Mohammad bin Abdul Karim Al Issa avec le Pape |
Clairement, Mohammad bin Abdul Karim Al Issa, nommé il y a quelques mois seulement, fait partie du
nouveau clan au pouvoir. Enfin, la Ligue Islamique Mondiale [2] a été un vecteur essentiel de l’islam rigoriste
wahhabite, qui s’est répandu à travers le monde à coup de milliards de dollars :
va-t-elle changer elle aussi ? Ou n’est-ce qu’un numéro de relation
publique ? Voici les propos que j’ai pu noter, ainsi que les réponses
qu’il a données, sachant que dans l’assistance se trouvaient des personnalités
connues qui ont pu l’interroger. Précisons pour finir qu’il s’est exprimé
uniquement en arabe, avec traduction en différé par un interprète.
Le Secrétaire Général de la Ligue a
présenté son organisation comme «représentant tous les peuples
musulmans du monde» ; ses objectifs sont, selon lui, «de
lutter contre la pensée extrémiste et terroriste», en développant «la
coexistence pacifique avec les autres religions monothéistes, Judaïsme et
Christianisme». Il a évoqué les contacts internationaux et grandes
conférences où la Ligue a été moteur, comme à New-York il a quelques semaines,
en marge de l’Assemblée Générale de l’ONU.
Alors que l’on accuse cette
organisation d’avoir fait, à la fois la promotion de la doctrine wahhabite et –
parce qu’elle est basée à La Mecque – des intérêts de l’Arabie Saoudite, pour
le conférencier «elle n’a pas d’agenda en faveur d’une école
religieuse musulmane au détriment des autres». J’ai relevé son
mutisme concernant deux acteurs essentiels de l’islamisme radical, le Qatar –
avec qui tous les liens avec son pays ont été rompus il y a quelques mois – et
les Frères Musulmans, déclarés hors la loi dans le Royaume depuis 2014. Or, Samir
Amghar avait publié un article il y a quelques années [3] :
«Les politiques et les activités menées par la Ligue sont fortement
influencées par l’idéologie des Frères musulmans». La situation
a-t-elle maintenant changé ? Sont-ils exclus des fonctions dirigeantes
dans cette organisation ?
Dans le tableau des djihadistes fait
par Mohammad bin Abdul Karim Al Issa, les
volontaires venus de l’étranger et en particulier d’Europe ont une place
dominante, comme s’il n’y avait pas eu, de la Syrie à l’Irak en passant par le
Yémen, des dizaines de milliers de vocations locales. Pour lui, l’embrigadement
constaté dans les pays occidentaux s’explique par «le manque
d’intégration dans leurs sociétés», «la pauvreté»,
«la propagande du Daesh» ; «l’islamophobie a
contribué à la radicalisation». Pour lui enfin, «l’extrémisme
n’appartient pas à une école religieuse particulière», et à l’appui
de ses propos il note que les djihadistes venus se battre au Moyen-Orient, ou
ailleurs, venaient de 101 pays différents.

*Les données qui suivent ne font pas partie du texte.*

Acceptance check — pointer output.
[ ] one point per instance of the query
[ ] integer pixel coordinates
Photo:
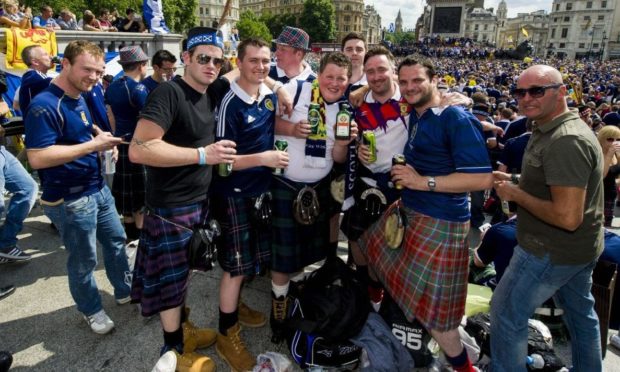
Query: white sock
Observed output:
(279, 290)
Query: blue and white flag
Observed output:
(154, 16)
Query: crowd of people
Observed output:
(525, 133)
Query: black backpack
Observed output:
(332, 303)
(328, 307)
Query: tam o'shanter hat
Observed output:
(132, 54)
(294, 37)
(203, 36)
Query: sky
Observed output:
(411, 10)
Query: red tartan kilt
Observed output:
(427, 276)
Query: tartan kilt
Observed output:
(427, 276)
(244, 247)
(294, 245)
(161, 273)
(128, 187)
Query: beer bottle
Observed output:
(343, 123)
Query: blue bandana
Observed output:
(200, 37)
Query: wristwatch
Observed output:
(431, 183)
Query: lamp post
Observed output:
(603, 45)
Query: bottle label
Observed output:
(342, 125)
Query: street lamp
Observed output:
(603, 45)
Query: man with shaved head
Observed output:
(560, 236)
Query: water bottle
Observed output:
(535, 361)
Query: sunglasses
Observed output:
(534, 92)
(204, 59)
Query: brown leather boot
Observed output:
(194, 337)
(233, 350)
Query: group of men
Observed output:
(190, 125)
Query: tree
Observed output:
(276, 22)
(318, 20)
(250, 26)
(179, 15)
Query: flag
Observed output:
(524, 32)
(154, 16)
(17, 39)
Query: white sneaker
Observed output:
(100, 322)
(166, 362)
(123, 301)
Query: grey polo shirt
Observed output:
(563, 152)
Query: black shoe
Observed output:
(6, 359)
(4, 292)
(279, 311)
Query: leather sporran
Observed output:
(261, 209)
(202, 251)
(394, 228)
(306, 206)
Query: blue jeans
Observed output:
(15, 179)
(527, 283)
(81, 223)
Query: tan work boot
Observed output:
(233, 350)
(279, 311)
(193, 362)
(196, 338)
(249, 317)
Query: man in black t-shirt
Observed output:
(175, 139)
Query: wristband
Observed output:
(276, 86)
(202, 157)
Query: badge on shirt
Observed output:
(269, 104)
(84, 119)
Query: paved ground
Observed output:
(41, 327)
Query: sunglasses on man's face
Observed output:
(534, 92)
(204, 59)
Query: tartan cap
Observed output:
(132, 54)
(203, 36)
(294, 37)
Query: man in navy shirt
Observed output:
(125, 98)
(35, 80)
(247, 117)
(446, 157)
(63, 144)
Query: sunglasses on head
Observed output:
(204, 59)
(534, 92)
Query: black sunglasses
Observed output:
(204, 59)
(534, 92)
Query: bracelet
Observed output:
(202, 156)
(276, 86)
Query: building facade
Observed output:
(533, 26)
(584, 29)
(481, 25)
(371, 25)
(209, 12)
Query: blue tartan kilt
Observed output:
(128, 187)
(161, 273)
(244, 247)
(295, 246)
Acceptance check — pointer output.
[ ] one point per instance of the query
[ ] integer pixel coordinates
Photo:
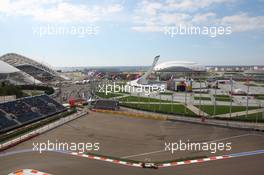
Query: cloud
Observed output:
(152, 16)
(243, 22)
(57, 10)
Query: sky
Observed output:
(133, 32)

Le conférencier a tenu des propos par
moment positifs, et parfois moins. Ainsi il y a des objectifs que l’on ne peut
que partager : que les minorités respectent les lois et les religions de
leurs pays d’accueil ; que l’on surveille davantage Internet où la
propagande djihadiste se répand «sans visas». Il a aussi dit
– propos courageux, tant la langue de bois a été de mise, y compris parmi les
responsables des institutions musulmanes en France - «Seule la
confrontation idéologique nous permettra de gagner». C’est donc bien
un conflit à l’intérieur de l’islam et qui concerne cette religion, et non une
affaire de «loups solitaires» ou de «déséquilibrés»
comme on l’a ressassé trop longtemps. Par contre, on peut ne pas partager sa
surestimation du rôle de l’islamophobie : certes, des jeunes musulmans
peuvent basculer par sentiment de rejet et manque de culture, mais l’échec de
leur intégration n’est pas seulement dû à «une vague
d’hostilité» : la peur de l’islam, traduction littérale de l’islamophobie,
vient aussi des attentats.
Dorothée Schmid |
Interrogé par Dorothée Schmid,
responsable à l’IFRI du programme Turquie Moyen-Orient, il a présenté «ses
alliés» dans la «lutte idéologique». D’abord, deux
entités saoudiennes, «Le centre international de lutte contre la
pensée extrémiste», et «Le centre de la guerre idéologique».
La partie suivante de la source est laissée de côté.